In the 1920s, in Olmstead v. United States, the Supreme Court first confronted the question whether wiretapping constituted a "search" within the meaning of the Fourth Amendment. The Court, over the dissenting votes of Justices Oliver Wendell Holmes and Louis Brandeis, held that at the time the Fourth Amendment was enacted a "search" required a physical intrusion into a physical place, such as a home, an envelope or a pocket. Applying this form of "originalism," the majority therefore held that a wiretap is not a "search" because it does not require the police to enter into the suspect's home.

In 1967, in Katz v. United States, the Supreme Court revisited and overruled Olmstead, holding that "the Fourth Amendment protects people, not places," and that the central question in defining a "search" is whether the government, in attempting to gather information about individuals, intrudes upon "reasonable expectations of privacy." Because people have "a reasonable expectation of privacy in the telephone conversations," a wiretap is a "search" even though it does not involve any physical intrustion into the individual's home or office.
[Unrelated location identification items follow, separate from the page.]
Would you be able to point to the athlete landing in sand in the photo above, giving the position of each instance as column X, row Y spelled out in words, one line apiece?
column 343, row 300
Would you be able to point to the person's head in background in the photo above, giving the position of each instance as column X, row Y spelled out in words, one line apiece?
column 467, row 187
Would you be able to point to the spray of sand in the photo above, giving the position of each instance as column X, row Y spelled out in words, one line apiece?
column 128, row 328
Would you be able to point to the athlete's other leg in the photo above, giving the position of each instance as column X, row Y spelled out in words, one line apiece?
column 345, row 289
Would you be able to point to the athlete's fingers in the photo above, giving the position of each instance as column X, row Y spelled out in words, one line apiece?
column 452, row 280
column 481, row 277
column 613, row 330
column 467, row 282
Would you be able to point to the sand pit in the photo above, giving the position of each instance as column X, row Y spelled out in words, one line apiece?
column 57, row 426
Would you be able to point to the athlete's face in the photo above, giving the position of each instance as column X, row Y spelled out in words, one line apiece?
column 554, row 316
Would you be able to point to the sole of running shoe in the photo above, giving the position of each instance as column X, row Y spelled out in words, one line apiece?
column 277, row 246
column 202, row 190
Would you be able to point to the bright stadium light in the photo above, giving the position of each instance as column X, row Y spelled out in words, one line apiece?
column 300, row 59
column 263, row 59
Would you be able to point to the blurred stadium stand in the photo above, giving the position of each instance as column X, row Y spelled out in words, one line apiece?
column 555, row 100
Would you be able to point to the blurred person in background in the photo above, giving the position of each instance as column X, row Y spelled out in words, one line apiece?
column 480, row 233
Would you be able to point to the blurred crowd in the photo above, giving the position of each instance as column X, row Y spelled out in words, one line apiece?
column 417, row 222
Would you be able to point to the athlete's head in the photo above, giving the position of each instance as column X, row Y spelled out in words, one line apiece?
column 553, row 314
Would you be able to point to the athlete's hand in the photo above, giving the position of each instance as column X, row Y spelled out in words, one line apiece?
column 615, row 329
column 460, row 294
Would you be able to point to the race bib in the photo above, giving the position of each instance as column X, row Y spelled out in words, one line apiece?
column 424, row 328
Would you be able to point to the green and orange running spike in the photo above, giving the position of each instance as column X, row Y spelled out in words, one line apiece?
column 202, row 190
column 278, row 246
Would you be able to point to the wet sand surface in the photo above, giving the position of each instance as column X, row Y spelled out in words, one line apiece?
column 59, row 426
The second question, then, is whether individuals have a reasonable expectation of privacy in their comings and goings in public. An originalist approach would say "no." At the time the Fourth Amendment was enacted no one thought that the police couldn't lawfully observe an individual's movements in public without satisfying the Fourth Amendment. That being so, is there any reason to treat the use of surveillance cameras as a "search"?
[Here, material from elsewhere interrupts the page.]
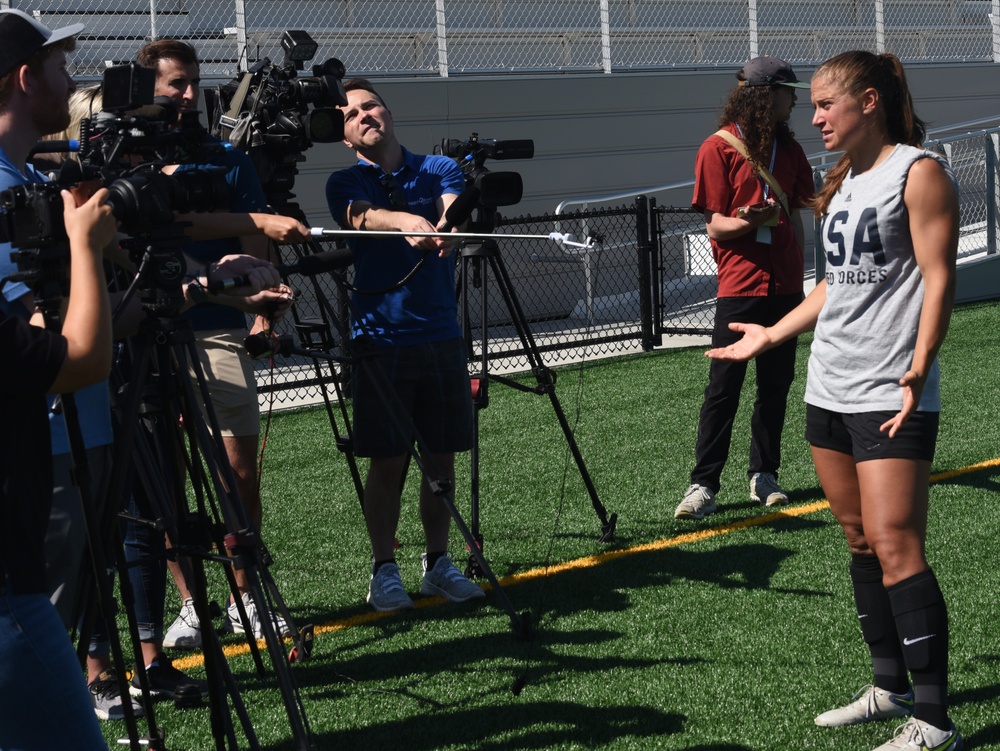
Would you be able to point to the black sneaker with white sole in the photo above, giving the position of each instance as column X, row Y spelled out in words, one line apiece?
column 165, row 680
column 107, row 698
Here, I think it is important to consider what I have called the principle of conservation of privacy. With the development of technology, the government has a much greater ability to learn things about us than it could in past. As a practical matter, it was impossible for the government to follow all of our actions in public all the time. That gave us a sense of security and normalcy that in all likelihood the government was not monitoring our every movement and activity. This gave us a certain freedom to move about in public without having to worry that "Big Brother" was watching. A network of pervasive surveillance cameras would destroy that freedom. It therefore, it my view, does intrude upon a reasonable expectation of privacy, as it existed in the past.

Third, if the use of surveillance cameras does, then, constitute a "search" within the meaning of the Fourth Amendment, is the search "reasonable," as the Constitution requires? Here, I would argue that such surveillance on individuals in public is permissible only if the recordings can be accessed by the police only if they obtain a search warrant from a judge who has determined that the police have probable cause to believe that viewing the recording may reveal useful information in a criminal investigation. This seems to me the best way to reconcile the interest in individual privacy with the competing interest in effective law enforcement.